Altogether, data presented here demonstrate that despite the unified nature of the airways, bacterial communities of the sinuses and lungs are distinct. Whereas CF sinuses are typically dominated by a single organism, the lower airways exhibit greater diversity, marked by the presence of an anaerobic bacterial phenotype. Despite differences in diversity, bacterial populations share many predicted functional capabilities. Shared taxa between the sample pairs reflects the interconnectedness of the airway, though differences suggest CF sinus and lung microenvironments may play a crucial role in dictating the prevalence and abundance of canonical CF pathogens in the lower airways.
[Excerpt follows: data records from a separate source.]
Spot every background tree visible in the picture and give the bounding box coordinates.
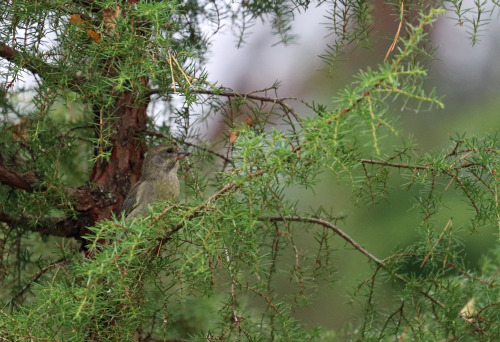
[0,0,500,341]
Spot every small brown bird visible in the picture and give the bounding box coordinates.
[121,142,190,218]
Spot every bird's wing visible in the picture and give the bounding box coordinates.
[120,182,141,216]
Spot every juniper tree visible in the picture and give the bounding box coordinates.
[0,0,500,341]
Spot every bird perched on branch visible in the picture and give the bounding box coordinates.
[121,142,190,218]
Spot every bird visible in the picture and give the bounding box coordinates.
[120,142,190,219]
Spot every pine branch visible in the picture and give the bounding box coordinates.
[0,42,84,91]
[0,165,38,192]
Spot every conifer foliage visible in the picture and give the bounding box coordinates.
[0,0,500,341]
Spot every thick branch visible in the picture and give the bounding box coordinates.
[263,216,385,268]
[0,42,83,91]
[262,216,444,307]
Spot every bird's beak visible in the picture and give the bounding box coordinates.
[177,150,191,160]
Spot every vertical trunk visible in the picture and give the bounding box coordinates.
[90,92,149,221]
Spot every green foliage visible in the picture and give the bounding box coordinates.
[0,0,500,341]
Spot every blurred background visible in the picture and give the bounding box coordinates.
[202,0,500,329]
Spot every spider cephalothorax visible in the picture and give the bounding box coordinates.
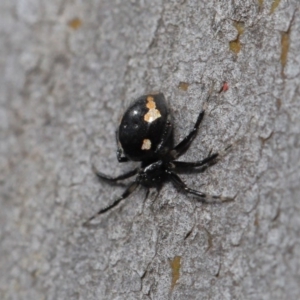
[87,93,232,222]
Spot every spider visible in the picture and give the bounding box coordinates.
[85,93,233,224]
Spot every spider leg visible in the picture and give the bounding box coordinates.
[168,171,234,203]
[93,166,138,181]
[171,144,233,172]
[170,95,210,159]
[83,181,139,226]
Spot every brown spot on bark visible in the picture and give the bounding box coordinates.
[170,256,181,290]
[142,139,151,150]
[68,18,82,30]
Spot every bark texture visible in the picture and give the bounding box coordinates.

Data presented here can be translated to the clinic by informing caregivers to utilize respiratory cultures originating from samples taken from the location of infection. Secondly, we advocate for the usefulness of 16S rRNA gene sequences in the clinical setting to supplement clinical culture data. In the future, it will be imperative to conduct longitudinal experiments surveying paired upper and lower respiratory tract samples in CF patients to explore temporal shifts in bacterial diversity as airway infections evolve.
ACKNOWLEDGEMENTS
We acknowledge the Minnesota Supercomputing Institute (MSI), Daryl Gohl and John Garbe at the UMN Genomics Center for sequencing assistance. We thank Ali Stockness and Rebecca Dove of the Department of Otolaryngology, and the members of BioNet at the University of Minnesota for facilitating sample collection. Our thanks go out to Tonya Ward, Dan Knights, and the Knights Lab at UMN for their assistance with the BugBase analysis.
Footnotes
Funding: This work was supported by a Pathway to Independence Award from the National Heart Lung and Blood Institute to RCH (R00HL114862), and funding through a grant from Lions 5M International. SKL was supported by a National Institutes of Health T32 Fellowship (#T90 DE 0227232) awarded through the National Institute of Dental and Craniofacial Research.